Yangto meminta, Pemkab Pandeglang agar tidak ragu memberikan sanksi tegas kepada Aparatur Sipil Negara (ASN) yang terjerat kasus pinjaman online (pinjol), rentenir, hingga judi online (judol). Ia menilai langkah tegas perlu diambil agar bisa menjadi efek jera bagi pegawai lainnya.
Menurutnya, perilaku ini yang dilakukan para abdi negara itu sangat tidak pantas dicontoh. ASN seharusnya menjadi panutan masyarakat, bukan justru memberi contoh buruk.
Ia juga mengaku sempat terkejut mendengar kabar ini ramai di media sosial, termasuk di TikTok.
“Ini memang betul adanya, bahwa keuangan kita tahun ini sedang tidak baik-baik saja.

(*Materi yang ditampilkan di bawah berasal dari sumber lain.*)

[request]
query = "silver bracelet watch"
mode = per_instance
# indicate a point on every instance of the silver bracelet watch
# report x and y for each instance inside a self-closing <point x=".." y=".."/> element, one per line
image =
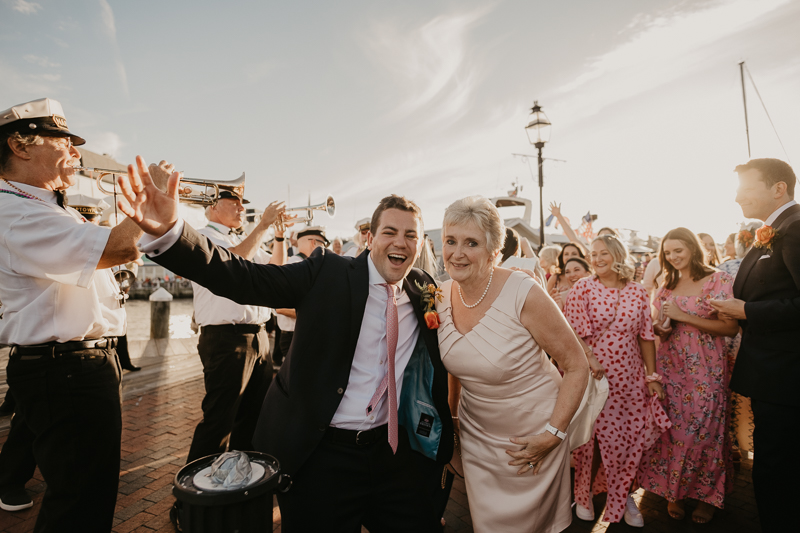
<point x="552" y="429"/>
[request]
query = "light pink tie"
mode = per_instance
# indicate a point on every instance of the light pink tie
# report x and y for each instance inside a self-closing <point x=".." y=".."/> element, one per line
<point x="389" y="382"/>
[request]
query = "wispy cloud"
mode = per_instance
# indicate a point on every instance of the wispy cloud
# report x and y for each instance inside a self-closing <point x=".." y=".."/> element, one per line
<point x="431" y="62"/>
<point x="259" y="71"/>
<point x="14" y="81"/>
<point x="662" y="49"/>
<point x="40" y="61"/>
<point x="24" y="7"/>
<point x="106" y="142"/>
<point x="110" y="29"/>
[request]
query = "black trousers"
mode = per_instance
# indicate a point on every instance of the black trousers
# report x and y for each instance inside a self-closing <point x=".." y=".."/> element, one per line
<point x="352" y="485"/>
<point x="237" y="371"/>
<point x="69" y="422"/>
<point x="776" y="470"/>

Yang pertama adalah diakibatkan dari efisiensi anggaran itu hampir Rp105 miliar, ditambah ada pembayaran yang gagal di tahun 2024 dan harus dibayar di 2025. Itu akhirnya menambah beban,” tuturnya.
Yangto menyebutkan, defisit anggaran Pandeglang tahun ini mendekati Rp200 miliar, defisit anggaran yang harus disesuaikan, sehingga pemerintah daerah terpaksa kembali melakukan efisiensi besar-besaran.
“Ini bikin semua harus disesuaikan, termasuk soal gaji, tunjangan daerah, pembayaran BPJS, dan lainnya. Karena itu, kami sedang dorong percepatan perubahan anggaran agar kondisi bisa normal lagi,” jelasnya.
Ia menegaskan bahwa praktik pinjol hingga judi online tak patut dicontoh, apalagi dilakukan oleh ASN yang notabene sebagai abdi negara.
“Kalau pinjam uang ke lembaga resmi dan bisa bayar, ya sah-sah saja. Tapi kalau sampai ke pinjol ilegal, apalagi judol, itu sudah jelas nggak dibenarkan. Itu dilarang. ASN harusnya jadi contoh yang baik,” tegas Yangto.
Yangto berharap percepatan perubahan anggaran bisa segera final di Agustus mendatang agar kondisi keuangan Pemkab Pandeglang bisa stabil kembali.
“Kalau semua sudah normal, ASN tidak perlu lagi cari jalan pintas. Masyarakat juga kami minta bersabar. Ini masa transisi. Daerah lain dengan PAD kecil mungkin juga alami hal yang sama,” terangnya.
Ia menegaskan bahwa ASN dilarang terlibat pinjaman online dan praktik judi online.
“Itu jelas tidak boleh. Harus ada etika dan tanggung jawab. Jangan jadi contoh buruk di tengah masyarakat,” tegasnya.
Diketahui sebelumnya diberitakan, rfek kebijakan efisiensi anggaran yang diberlakukan Pemerintah Pusat berdampak besar pada kehidupan sejumlah Aparatur Sipil Negara (ASN) di Kabupaten Pandeglang.
Tak sedikit ASN yang kini terindikasi terjerat pinjaman online (pinjol), pinjaman ke rentenir, bahkan terlibat permainan judi online (judol). Tindakan itu dilakukan sebagai upaya menutup kebutuhan hidup sehari-hari. Beberapa ASN nekat meminjam uang melalui pinjol maupun rentenir, sementara sebagian lainnya mencoba peruntungan lewat judol.